Leaving the event around 6pm I cycled through Newtown on the way to my Auntie's house. There was a festive ambiance in the air: music playing, men 'pulled up' (stood around chatting) in the street, laughing, joking, drinking. As I was passing by Mr Havre's shop, where fellas usually sit outside drinking and chatting, a padna (partner, acquaintance) from football called me over. As we stood and exchanged chit-chat fellas around us pulling up on scooters or passing in buses were shouting 'happy fadas day' to one another. "How many chil'ren you have?" one padna called to another, "two wii!" he replied proudly. 

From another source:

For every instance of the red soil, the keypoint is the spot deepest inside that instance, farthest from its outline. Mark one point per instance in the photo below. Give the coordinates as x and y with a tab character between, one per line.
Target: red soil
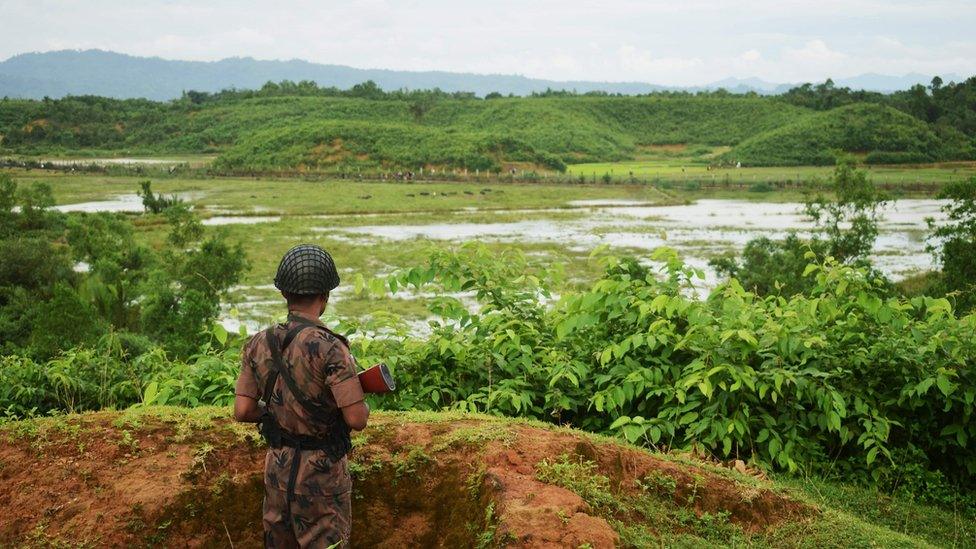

At first I found it curious that fatherhood, was being celebrated without a child in sight. I then remembered a comment my cousin had made earlier that day: 'Father's Day? That's new, Dominicans will find any excuse for a lime' (an impromptu celebration). I came to the realization that it was not so much 'fathering' in any practical sense that was being celebrated, but rather the status of simply being a father, the idea of the father. Ironically, the turn towards fatherhood, specifically the idea of 'responsible fatherhood' - by organisations like CariMAN, Dominica Planned Parenthood, The Roseau Improvement Committee and others - that are trying to promote fathers day in an attempt to bring men 'in', from the road and life amongst peers, to home and family life - was being subverted by men who were simply celebrating their day - rum and all!